Section 7 - Your Rights to Control What Happens to your Data
We implement the rights for individuals as stated in the GDPR worldwide, including:
- The right to be informed about how we collect and why we use the data
- The right to access and rectify your personal information
- The right to be forgotten
- The right to data portability
- The right to be notified if your personal information was in any way compromised
Note that participation in a clinical study may overrule some of these rights. If that is the case, you will be informed of this in the study’s informed consent form and you will need to give your express permission.
Specifically, you can:
- Access and correct your personal information: As a user of a Byteflies service, you may access and correct certain personal information that Byteflies holds about you. In all cases, requests to exercise these rights may be directed to our customer support team.
- Delete your data: Deleting data will not permanently remove it immediately. As long as you keep using a Byteflies service we may retain your deleted data for a limited time in case you deleted something by accident and need to restore it (which you can request by contacting customer support). To the extent permitted by law, we will permanently delete your data if you instruct us to do so, in which case you will not be able to use any Byteflies services until you make a new account.
- Cancel your account: To cancel and delete your account, please contact customer support. We will respond to any such request, and any appropriate request to access, correct, update, or delete your personal data within the time period specified by law (if applicable) or without excessive delay. We will promptly fulfill requests to delete personal data unless the request is not technically feasible or such data is required to be retained by law (in which case we will block access to such data, if required by law).
- Take your data elsewhere: Taking into account that Byteflies services provide data in a structured, commonly used and machine-readable format, you ( & ) as a user of our products and services, already have the right to transmit those data to another company’s application or service if desired.
Section 8 - How Long do we Retain your Data?
We generally retain your data for as long as you have an account with us, or to comply with our legal obligations (which may include local laws governing the storage of medical data), resolve disputes, or enforce our agreements. Data that is deleted from our servers may remain as residual copies on offsite backup media for up to 6 months.

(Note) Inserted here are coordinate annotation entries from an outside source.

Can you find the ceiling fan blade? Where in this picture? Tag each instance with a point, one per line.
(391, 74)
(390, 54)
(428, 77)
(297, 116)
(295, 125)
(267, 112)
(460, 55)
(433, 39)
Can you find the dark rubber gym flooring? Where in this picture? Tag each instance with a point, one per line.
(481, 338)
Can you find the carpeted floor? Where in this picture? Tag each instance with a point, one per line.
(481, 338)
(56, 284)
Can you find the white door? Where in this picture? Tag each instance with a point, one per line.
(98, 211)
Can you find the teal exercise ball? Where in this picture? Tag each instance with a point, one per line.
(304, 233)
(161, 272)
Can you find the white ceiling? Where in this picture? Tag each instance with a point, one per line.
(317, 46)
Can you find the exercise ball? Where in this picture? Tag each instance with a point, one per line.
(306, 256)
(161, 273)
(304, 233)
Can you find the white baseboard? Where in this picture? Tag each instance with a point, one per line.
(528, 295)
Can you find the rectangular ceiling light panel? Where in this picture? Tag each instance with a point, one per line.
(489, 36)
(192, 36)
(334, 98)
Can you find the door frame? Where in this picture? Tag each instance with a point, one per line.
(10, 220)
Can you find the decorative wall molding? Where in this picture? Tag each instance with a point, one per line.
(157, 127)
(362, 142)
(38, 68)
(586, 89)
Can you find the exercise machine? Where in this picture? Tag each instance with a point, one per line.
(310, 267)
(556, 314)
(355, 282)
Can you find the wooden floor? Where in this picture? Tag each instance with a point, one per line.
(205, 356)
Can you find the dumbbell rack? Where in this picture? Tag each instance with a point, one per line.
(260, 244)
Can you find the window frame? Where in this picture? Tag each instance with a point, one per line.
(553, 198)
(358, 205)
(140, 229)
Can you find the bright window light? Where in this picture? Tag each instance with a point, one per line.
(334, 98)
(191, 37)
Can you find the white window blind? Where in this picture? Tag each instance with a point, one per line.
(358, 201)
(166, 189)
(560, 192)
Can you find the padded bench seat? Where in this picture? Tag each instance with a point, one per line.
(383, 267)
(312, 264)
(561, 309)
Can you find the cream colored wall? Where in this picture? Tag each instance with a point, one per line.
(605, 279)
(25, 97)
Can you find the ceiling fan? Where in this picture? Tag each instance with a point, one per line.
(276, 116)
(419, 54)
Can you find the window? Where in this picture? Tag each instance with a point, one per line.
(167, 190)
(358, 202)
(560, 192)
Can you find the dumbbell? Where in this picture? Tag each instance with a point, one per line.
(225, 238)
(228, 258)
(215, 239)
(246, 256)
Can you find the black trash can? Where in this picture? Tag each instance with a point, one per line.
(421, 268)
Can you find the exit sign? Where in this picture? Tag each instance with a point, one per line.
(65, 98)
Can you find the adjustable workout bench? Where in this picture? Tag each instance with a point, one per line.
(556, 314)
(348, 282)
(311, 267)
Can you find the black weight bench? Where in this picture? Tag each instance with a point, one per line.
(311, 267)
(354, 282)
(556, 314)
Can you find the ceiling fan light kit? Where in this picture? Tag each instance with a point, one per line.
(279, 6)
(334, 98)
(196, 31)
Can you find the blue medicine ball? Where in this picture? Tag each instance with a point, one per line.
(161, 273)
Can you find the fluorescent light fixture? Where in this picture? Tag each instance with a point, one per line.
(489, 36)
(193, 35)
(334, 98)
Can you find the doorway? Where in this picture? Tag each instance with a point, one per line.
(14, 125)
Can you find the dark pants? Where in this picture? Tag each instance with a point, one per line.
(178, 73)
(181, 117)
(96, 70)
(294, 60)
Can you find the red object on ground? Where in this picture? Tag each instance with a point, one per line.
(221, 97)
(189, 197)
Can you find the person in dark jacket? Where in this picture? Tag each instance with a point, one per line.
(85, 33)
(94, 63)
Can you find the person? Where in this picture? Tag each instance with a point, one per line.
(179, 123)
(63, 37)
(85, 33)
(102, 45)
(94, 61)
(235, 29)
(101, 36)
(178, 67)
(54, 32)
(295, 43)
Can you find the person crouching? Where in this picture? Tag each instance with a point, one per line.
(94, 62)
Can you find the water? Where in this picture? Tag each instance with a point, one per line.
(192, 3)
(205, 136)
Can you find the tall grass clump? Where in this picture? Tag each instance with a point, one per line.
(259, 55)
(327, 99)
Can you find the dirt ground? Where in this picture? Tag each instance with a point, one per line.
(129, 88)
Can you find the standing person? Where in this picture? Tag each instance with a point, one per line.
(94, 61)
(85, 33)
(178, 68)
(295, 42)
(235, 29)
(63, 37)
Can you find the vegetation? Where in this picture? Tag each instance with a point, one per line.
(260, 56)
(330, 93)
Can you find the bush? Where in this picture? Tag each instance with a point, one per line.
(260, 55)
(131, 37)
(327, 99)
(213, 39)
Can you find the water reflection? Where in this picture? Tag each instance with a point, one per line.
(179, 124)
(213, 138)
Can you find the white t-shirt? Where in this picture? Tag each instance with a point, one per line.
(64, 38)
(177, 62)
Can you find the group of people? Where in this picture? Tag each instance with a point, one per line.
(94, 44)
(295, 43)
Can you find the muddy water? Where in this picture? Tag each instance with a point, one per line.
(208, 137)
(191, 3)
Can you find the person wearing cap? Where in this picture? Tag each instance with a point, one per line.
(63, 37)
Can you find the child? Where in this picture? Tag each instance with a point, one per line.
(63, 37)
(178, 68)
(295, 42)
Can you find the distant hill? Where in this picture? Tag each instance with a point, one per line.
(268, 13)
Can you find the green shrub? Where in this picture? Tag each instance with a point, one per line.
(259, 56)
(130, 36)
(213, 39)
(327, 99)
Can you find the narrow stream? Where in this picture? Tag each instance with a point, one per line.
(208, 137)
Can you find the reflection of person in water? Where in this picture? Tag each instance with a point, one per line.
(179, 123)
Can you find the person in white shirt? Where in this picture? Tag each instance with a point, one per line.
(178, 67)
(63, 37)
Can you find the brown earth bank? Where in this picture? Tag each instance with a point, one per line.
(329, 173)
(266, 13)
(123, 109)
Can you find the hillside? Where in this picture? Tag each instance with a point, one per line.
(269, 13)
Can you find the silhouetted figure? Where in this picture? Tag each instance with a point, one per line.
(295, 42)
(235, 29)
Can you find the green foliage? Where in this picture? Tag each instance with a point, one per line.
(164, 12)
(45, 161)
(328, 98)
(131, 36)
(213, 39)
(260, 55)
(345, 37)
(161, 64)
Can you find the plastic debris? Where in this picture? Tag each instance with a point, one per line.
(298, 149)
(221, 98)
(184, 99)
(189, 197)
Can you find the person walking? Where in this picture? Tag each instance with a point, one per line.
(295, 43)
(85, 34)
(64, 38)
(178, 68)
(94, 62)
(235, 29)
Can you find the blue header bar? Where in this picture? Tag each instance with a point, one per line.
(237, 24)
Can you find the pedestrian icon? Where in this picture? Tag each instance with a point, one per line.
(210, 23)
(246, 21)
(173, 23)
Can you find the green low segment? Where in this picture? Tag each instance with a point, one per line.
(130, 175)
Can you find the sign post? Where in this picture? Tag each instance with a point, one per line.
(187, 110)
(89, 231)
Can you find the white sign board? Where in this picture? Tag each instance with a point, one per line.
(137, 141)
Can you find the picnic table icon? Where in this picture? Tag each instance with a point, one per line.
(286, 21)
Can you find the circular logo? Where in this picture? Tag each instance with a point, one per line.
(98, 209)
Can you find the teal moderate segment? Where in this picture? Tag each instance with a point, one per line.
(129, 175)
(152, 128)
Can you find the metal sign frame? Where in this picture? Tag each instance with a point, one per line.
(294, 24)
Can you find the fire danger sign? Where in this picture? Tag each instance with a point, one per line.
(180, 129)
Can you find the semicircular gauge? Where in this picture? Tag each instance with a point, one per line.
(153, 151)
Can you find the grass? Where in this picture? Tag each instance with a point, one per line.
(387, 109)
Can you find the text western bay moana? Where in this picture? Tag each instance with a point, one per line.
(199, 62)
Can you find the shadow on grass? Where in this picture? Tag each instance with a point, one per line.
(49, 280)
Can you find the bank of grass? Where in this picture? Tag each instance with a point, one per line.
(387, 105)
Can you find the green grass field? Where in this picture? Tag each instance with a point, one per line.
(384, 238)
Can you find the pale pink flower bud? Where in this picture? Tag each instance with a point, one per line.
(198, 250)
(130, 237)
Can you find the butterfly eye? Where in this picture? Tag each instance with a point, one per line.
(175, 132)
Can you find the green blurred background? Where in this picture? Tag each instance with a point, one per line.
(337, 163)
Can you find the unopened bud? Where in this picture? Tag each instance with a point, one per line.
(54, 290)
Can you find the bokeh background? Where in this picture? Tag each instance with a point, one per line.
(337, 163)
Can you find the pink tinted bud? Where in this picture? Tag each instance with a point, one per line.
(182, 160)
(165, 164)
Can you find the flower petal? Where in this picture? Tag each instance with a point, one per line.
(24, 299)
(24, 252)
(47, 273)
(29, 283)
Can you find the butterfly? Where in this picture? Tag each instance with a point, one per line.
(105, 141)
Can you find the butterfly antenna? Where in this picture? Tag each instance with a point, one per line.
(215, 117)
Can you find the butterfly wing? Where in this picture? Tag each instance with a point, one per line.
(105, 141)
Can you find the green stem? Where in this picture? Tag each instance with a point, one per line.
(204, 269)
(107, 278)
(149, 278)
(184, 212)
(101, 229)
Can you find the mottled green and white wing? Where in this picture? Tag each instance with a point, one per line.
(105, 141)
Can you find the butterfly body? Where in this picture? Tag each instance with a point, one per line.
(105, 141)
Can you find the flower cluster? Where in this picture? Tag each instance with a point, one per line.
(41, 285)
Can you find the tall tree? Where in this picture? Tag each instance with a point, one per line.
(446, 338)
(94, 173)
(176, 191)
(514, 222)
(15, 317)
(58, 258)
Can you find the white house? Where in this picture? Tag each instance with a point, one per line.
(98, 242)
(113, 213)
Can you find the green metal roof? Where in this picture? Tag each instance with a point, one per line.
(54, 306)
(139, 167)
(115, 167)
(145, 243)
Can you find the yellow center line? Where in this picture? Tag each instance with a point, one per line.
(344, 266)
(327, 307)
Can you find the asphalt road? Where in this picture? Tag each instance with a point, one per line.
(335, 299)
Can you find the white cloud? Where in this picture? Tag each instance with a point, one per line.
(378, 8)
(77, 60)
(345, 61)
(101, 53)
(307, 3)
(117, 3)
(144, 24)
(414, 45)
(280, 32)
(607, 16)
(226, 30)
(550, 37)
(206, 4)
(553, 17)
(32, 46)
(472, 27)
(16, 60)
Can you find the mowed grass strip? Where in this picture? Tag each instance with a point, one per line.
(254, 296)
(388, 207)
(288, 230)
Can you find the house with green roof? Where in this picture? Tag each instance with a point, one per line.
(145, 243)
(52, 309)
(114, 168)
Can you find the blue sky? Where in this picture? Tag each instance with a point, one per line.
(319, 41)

Section 9 - Changes to this Privacy Policy
We may modify this Privacy Policy at any time, but if we do, we will notify you. If we determine the changes are material, we will provide you with an additional prominent notice as is appropriate under the circumstances, such as via email or in another conspicuous manner reasonably designed to notify you. If, after being informed of these changes, you continue to use our services beyond the advance-notice period, you will be considered as having expressly consented to the changes in our Privacy Policy (this document). If you disagree with the terms of this Privacy Policy or any updated Privacy Policy, you may close your account at any time by contacting us.